Combined Concho-RSP Company 'Will Likely be in a Very Good Position'
The combined company formed by Concho Resources Inc’s purchase of RSP Permian Inc. will likely be in a very good position going forward.
That is the view of David Beard, lead exploration and production analyst at Coker Palmer Institutional, who suggested that Concho’s decision to buy RSP was a good move.
“This was basically a bolt-on acquisition for Concho, given the relative sizes and contiguous acreage position,” Beard told Rigzone.
“We have a theory that the larger companies are able to secure cheaper drilling contracts and have substantial bargaining power with pipelines. Both of these issues, drilling costs and getting product to market, are hot topics at the moment … Thus, the combined company will likely be in a very good position going forward,” he added.

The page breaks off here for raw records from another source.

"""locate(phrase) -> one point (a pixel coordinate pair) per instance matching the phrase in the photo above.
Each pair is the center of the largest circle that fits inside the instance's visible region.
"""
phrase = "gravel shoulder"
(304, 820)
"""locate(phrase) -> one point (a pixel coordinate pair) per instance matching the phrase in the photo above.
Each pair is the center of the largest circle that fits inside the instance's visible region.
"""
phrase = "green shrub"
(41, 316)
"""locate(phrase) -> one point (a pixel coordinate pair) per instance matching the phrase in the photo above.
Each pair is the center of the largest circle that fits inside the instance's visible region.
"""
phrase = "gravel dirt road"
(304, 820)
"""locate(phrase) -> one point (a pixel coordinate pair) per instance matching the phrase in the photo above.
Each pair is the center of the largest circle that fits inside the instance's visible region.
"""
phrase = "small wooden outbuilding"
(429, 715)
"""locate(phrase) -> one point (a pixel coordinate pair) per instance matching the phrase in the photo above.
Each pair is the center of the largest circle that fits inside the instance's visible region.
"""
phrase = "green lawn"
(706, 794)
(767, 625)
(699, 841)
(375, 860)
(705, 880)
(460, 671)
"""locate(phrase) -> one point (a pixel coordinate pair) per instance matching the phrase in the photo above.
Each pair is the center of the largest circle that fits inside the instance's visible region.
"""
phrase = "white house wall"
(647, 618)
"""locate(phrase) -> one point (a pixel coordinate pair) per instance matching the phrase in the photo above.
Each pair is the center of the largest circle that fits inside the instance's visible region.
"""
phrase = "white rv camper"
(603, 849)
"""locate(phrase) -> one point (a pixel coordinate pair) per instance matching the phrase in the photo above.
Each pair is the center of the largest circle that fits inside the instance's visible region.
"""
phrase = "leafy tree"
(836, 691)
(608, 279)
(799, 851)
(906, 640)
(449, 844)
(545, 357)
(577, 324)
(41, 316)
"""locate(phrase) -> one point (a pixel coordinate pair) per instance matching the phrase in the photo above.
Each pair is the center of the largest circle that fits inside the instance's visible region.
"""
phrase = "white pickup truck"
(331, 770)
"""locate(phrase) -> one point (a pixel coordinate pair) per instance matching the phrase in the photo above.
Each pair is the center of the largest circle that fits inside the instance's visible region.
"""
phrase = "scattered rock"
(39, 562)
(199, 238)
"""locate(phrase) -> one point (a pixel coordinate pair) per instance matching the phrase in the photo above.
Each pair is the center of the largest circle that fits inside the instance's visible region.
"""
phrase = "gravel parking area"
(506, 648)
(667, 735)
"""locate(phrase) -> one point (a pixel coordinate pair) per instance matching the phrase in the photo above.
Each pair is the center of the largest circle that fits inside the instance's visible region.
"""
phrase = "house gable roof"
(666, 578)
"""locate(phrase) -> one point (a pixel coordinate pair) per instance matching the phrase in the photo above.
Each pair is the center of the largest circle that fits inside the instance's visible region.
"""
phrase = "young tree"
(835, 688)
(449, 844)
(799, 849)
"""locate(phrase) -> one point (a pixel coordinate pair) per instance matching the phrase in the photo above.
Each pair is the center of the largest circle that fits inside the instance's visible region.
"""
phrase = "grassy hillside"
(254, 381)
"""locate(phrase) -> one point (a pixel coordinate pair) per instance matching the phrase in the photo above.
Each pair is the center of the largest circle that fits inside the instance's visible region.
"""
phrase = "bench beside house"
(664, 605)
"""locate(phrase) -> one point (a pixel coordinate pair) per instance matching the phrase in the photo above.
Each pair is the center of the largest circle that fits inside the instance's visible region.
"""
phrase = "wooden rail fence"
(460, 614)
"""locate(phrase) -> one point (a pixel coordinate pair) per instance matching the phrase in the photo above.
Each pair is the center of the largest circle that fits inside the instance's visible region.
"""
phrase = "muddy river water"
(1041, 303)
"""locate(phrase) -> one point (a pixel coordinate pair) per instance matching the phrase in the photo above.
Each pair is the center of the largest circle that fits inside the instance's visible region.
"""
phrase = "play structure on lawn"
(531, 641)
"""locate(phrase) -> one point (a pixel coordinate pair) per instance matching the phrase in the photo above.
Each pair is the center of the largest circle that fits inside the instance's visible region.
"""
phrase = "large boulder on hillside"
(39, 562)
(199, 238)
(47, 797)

Neal Dingmann, SunTrust Robinson Humphrey’s managing director of energy, and Robert Morris, an oil and gas exploration and production analyst at Citigroup, also viewed the deal positively.
“I believe the deal makes sense for Concho (CXO) in order to add quality Permian acreage and it appears to be a relatively good deal, despite the high price per acreage, given it was all stock and CXO has the highest valued currency in our coverage universe,” Dingmann said.
In a report sent to Rigzone, Citigroup’s Morris said the deal provides a “clear advantage.”
“While some may question why CXO felt it needed to do this deal, apart from providing a deeper inventory that it can add value to and improve its overall return metrics, it also provides a clear advantage on scale vs. a peer stepping in to buy these assets,” Morris stated.
Likelihood of Additional Deals
When asked if he thought the combined Concho-RSP company may buy out more firms in the Permian Basin in the future, Beard suggested it was unlikely in the near-term.
“I would not think they are in a rush to do another deal any time soon. This acquisition gives them contagious expansion and size and scope,” Beard said.
Asked the same question, Dingmann said there was likelihood we could see additional deals.
“Given the new economies of scale and continued currency/stock price, there is likelihood we could see additional deals by CXO,” he said.
Wood Mackenzie, which said it was unlikely Concho would chase other similar sized acquisitions soon, believes future merger and acquisition (M&A) activity from the company will likely come on a “much more micro scale,” via swaps of individual sections and leases with offset operators.
“With that said, we expect the company to focus the bulk of its attention this year towards operational execution and achieving its lofty goal of $2 billion in synergies, rather than on M&A,” Alex Beeker, senior research analyst for U.S. upstream oil and gas, and Edward Sherfey, senior research analyst for Lower 48 upstream oil and gas, said in a combined Wood Mackenzie statement.